Something about the dynamic described by Gorenberg occurred to me when reading a brief snippet from Juan Cole today [emphasis added]:
The US military on Monday mistakenly bombed a home in Iskandariya south of Baghdad, killing 13 persons including women and a child, according to Iraq police. They blamed indirect and faulty communication with the local Awakening Council. There will be more outrage about this incident in Iraq than will be reported in the US press.
That sentence speaks a simple truth, but one that is frequently ignored or disregarded in the ongoing effort by Iraq war hyperpartisans to blame the disastrous outcomes on an insufficiently enthusiastic/supportive press corp and domestic political opposition. Arthur Chrenkoff enjoyed a successful, if brief, blogospheric career based almost entirely on bringing the Anglo world the "good news" from Iraq - the good news that the mainstream media wouldn't report (leaving aside the fact that Chrenkoff mostly just linked to and excerpted reporting from the supposedly negligent mainstream media). To paraphrase the familiar Chrenkoff-themed complaint, "Sure the media reports about bombings, beheadings and body counts, but what about all the painted schools?"
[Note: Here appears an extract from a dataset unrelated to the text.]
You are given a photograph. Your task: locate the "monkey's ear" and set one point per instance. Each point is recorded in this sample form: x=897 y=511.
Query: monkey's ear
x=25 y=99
The irony is, however, that no matter how bad the Western media portrayed the situation in Iraq, there was more outrage felt by Iraqi citizens about the actual incidents in Iraq than the US press would ever convey. To state a tautology: the spectacle of "Shock and Awe" looked infinitely more majestic from the satellite feeds beaming into American living rooms than it did up close and personal where you could smell the burning flesh, hear the shrieks of terror and see the bits of human body sprayed across the wide angle shot.
It is in this callous solipsism that we ignore the most important character in the Iraq war tragedy, a play still in search of its final act. That overlooked protagonist is the Iraqi people themselves. The prospect of "victory" in terms of achieving the lofty aims of the war has never been about the volume of applause in Peoria, the number of "feel good" stories printed for the reading pleasure of Americans or the magnitude of Bush's approval ratings. Claiming that the level of enthusiasm displayed by various demographics in America is determinant of the outcome strips the Iraqi people of their legitimate interests, their agency, their complexity, their right to demand autonomy, to reject foreign intervention and, in the end, their humanity.
Still, despite what Gorenberg describes as a "long string of disastrous miscalculations" there are those paving the way for the next big catastrophe by painting a cartoonish version of Iran - a country alleged to have mass suicidal tendencies that is consumed by irrational hatred of America. In terms of being suicidal, the opposite is true: to the extent that Iran is seeking a nuclear weapons program, it almost undoubtedly does so out of a motive of self-preservation and regional powerplay.
Regarding the suggestion that Iran has nothing to fear from us, or that their animosity to the US is unfounded, rarely if ever is it mentioned that the US helped overthrow Iran's democratically elected leader in the 1950s, propped up a brutal dictator until he was overthrown in the late 1970s, and then encouraged and supported Saddam Hussein's invasion of Iran throughout the 1980s. A war that led to close to one million Iranian casualties. It would seem that Iran is following a very rational course of action considering the fact that such a long time hostile power has over 150,000 troops on its borders led by a President proud of his "wartime" credentials.
The level of Iran demagoguery has gotten so bad, that recent New York Times hire William Kristol even suggested that after a bombing campaign by the US, there would be a regime-toppling uprising led by a contingent of pro-US Iranians who would embrace us despite the fact that we just incinerated thousands of their friends, family members and countrymen.In reality, there would be more outrage about this incident in Iran than would be reported in the US press.